Reviewers from Edmunds claimed the USB port “doesn’t provide enough current to charge” smartphones. They say it’s especially true “while they’re tasked with playing music or navigating,” which is a must in the navigation-less Accent.
Reason #3: Uncomfortable seats
Economy cars aren’t known for their cabin accommodations or creature comforts. But agonizing, “shapeless” seats are unacceptable in 2023.
The Hyundai Accent’s “cloth front seats are pretty flat, with almost no bolstering and support,” Edmunds reviewers complain. “They also absorb heat, making long trips on hot days a challenge.”
Reason #4: Driver assistance aids are only available on top trim level
The base SE trim Hyundai Accent comes with an all-important rearview camera. See, the interior is scant but modern. However, that’s all the driver assistance tech potential buyers will get. Neither the SE nor mid-level SEL features any further safety aids.

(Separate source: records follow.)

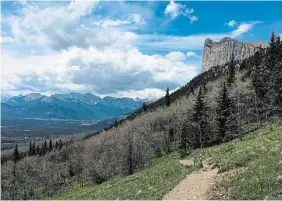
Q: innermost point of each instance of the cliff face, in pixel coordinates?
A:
(219, 53)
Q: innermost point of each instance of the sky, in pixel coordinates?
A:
(122, 49)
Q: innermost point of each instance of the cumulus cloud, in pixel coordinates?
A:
(103, 71)
(59, 28)
(231, 23)
(175, 56)
(244, 27)
(6, 39)
(176, 9)
(134, 18)
(191, 54)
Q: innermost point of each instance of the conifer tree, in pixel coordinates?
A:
(186, 141)
(16, 154)
(38, 149)
(56, 145)
(115, 123)
(44, 148)
(144, 107)
(30, 149)
(167, 98)
(226, 124)
(33, 149)
(50, 145)
(200, 118)
(231, 72)
(60, 144)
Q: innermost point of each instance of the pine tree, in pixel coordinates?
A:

The Hyundai Accent Limited offers automatic emergency braking and forward collision avoidance. Regardless, the safety features found in competitors may provide more driving confidence.
Is the 2022 Hyundai Accent worth it?
Although the Hyundai Accent is less well-stocked than others in the segment, J.D. Power gives the four-door economy car a high quality and reliability score. Prices begin at $17,740 for the SE and $20,695 for the Limited. Edmunds suggests customers are paying a few hundred dollars less, though. Therefore, the Accent stands to provide great value. Hyundai also offers an industry-leading 10-year, 100,000-mile powertrain guarantee—still valid on the brand-new Hyundai Accents remaining on dealer lots.
Edmunds may point out a few annoyances in the Hyundai Accent that would lead potential buyers elsewhere. Nevertheless, they rate the sedan above its subcompact competitors: the mechanically identical Kia Rio and the upscale Nissan Versa.